Paper of the Month: November 2019

Once a month during the academic year, the statistics faculty select a paper for our students to read and discuss. Papers are selected based on their impact or historical value, or because they contain useful techniques or results.

Albert, J. H., & Chib, S. (1993). Bayesian Analysis of Binary and Polychotomous Response Data, Journal of the American Statistical Association, 88(422), 669-679.

Notes preparer: Wang Xiaojing

Albert and Chib (1993) introduced a data-augmentation idea for Bayesian inference in regression models for binary and polychotomous response data. This paper is a seminal work on introduction of latent data into Bayesian analysis of categorical response data.

By using continuous latent data response to connect the binary response in a probit model with the normal linear model, this approach has several advantages. First, it allows us to perform exact inference for binary regression models, which is likely preferable to maximum likelihood methods for small sample sizes. Second, sampling from the joint posterior of unknowns in the model then only require Gibbs sampling, which allows us to directly draw standard distributions such as the multivariate normal and thus is easy to implement. To sum up, this data-augmentation scheme leads to simple, effective methods for Bayesian posterior inference, which circumvent the need for analytic approximations, numerical integration or Metropolis-Hastings in probit models.

Moreover, we can easily extend this approach to model the latent data beyond the probit link. For example, our faculty members Dr. Ming-Hui Chen and Dr. Dipak K. Dey used this kind of data-augmentation idea in their paper (2008) titled “Flexible Generalized T-Link Models for Binary Response Data”. I also employed this idea in my paper (2013) titled “Bayesian Analysis of Dynamic Item Response Models in Educational Testing” for logistic regression.

However, in comparison to the probit model, Bayesian inference for the logistic regression model has long been recognized as a hard problem for the inconvenient analytic form of the likelihood function of the model. A paper “Bayesian inference for logistic models using Polya-Gamma latent variables” written by Polson, Scott and Windle (2013) introduced a Pólya-Gamma latent variable as a new data-augmentation scheme for binomial likelihoods. Their approach avoided the Metropolis-Hasting steps for logistic regression as shown in my paper (2013), which made their method very useful, including for logistic regression, negative binomial regression, nonlinear mixed-effect models, and spatial models of count data.
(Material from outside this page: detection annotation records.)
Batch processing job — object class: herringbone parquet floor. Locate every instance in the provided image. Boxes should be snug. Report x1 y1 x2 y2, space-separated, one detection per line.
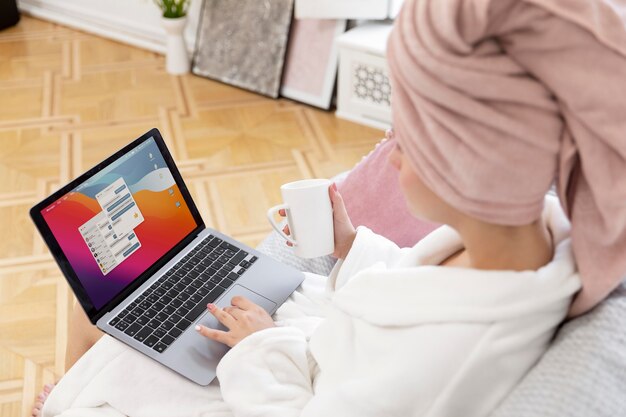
0 17 382 417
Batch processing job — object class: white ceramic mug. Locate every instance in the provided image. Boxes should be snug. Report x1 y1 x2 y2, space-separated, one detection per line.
267 179 335 258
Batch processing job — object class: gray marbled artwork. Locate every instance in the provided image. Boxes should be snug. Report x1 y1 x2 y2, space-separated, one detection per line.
193 0 293 98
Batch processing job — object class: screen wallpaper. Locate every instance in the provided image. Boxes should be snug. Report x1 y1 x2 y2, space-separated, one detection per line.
41 138 197 309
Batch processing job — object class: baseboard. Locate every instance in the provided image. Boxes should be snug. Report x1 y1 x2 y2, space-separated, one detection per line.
19 0 195 54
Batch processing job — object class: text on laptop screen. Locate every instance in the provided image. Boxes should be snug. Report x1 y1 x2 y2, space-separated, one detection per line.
41 138 197 309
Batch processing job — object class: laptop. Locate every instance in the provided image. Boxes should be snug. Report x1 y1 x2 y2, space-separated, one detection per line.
30 129 304 385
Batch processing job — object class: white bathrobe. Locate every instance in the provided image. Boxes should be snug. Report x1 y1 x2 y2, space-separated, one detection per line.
44 199 580 417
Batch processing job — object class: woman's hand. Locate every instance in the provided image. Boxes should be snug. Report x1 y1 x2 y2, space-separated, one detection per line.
196 296 275 347
278 184 356 259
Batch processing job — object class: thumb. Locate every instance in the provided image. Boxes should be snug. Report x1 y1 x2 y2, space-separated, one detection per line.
328 183 347 217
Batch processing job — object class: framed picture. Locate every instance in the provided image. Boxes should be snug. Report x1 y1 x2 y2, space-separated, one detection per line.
192 0 293 98
280 19 346 109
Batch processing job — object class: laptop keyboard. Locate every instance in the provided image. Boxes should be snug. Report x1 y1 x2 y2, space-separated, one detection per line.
109 235 257 353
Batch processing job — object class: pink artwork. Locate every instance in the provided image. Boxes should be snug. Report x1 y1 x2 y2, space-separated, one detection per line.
281 19 346 109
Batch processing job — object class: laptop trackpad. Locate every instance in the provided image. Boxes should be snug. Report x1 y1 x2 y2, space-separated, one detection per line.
216 284 276 314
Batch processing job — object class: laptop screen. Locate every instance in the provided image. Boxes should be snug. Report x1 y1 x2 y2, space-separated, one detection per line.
41 137 198 309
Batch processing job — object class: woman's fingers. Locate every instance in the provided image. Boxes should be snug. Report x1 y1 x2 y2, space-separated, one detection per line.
283 219 293 246
230 295 258 310
207 304 237 329
196 324 233 347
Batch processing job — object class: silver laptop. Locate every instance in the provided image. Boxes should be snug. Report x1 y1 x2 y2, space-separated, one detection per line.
30 129 304 385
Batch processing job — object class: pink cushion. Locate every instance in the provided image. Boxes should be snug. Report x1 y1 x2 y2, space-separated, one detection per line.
337 139 439 247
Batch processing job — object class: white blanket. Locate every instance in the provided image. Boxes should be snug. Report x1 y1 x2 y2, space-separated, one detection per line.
44 200 580 417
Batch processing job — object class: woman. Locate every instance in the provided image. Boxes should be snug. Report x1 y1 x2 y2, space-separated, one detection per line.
35 0 626 417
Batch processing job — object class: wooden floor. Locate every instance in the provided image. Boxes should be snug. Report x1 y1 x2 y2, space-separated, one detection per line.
0 18 382 417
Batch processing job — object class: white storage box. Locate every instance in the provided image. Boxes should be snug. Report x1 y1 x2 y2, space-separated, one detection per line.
295 0 403 20
336 23 392 129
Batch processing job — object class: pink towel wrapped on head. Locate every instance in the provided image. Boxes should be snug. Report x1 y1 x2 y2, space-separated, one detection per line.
388 0 626 316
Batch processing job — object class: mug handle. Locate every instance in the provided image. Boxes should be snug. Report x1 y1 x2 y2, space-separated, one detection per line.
267 204 298 246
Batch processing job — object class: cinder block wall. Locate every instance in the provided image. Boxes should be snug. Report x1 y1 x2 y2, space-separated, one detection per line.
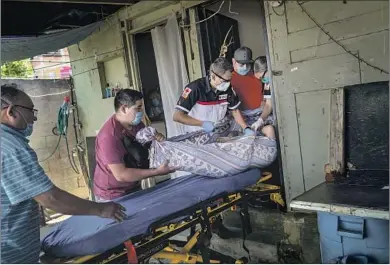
1 79 88 198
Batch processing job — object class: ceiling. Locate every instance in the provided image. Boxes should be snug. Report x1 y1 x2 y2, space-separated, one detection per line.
1 0 139 63
1 0 138 37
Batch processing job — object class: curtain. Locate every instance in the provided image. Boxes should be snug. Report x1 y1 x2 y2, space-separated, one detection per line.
151 15 188 137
The article of Albert and Chib (1993) is one of the papers I always encourage my graduate students to read when they begin to study Bayesian methods. It reflects a very important idea for designing an effective Markov chain Monte Carlo algorithm in the Bayesian analysis.


  • Albert, J. H., & Chib, S. (1993). Bayesian analysis of binary and polychotomous response data. Journal of the American statistical Association, 88(422), 669-679.
  • Kim, S., Chen, M. H., & Dey, D. K. (2007). Flexible generalized t-link models for binary response data. Biometrika, 95(1), 93-106.
  • Wang, X., Berger, J. O., & Burdick, D. S. (2013). Bayesian analysis of dynamic item response models in educational testing. The Annals of Applied Statistics, 7(1), 126-153.
  • Polson, N. G., Scott, J. G., & Windle, J. (2013). Bayesian inference for logistic models using Pólya–Gamma latent variables. Journal of the American statistical Association, 108(504), 1339-1349.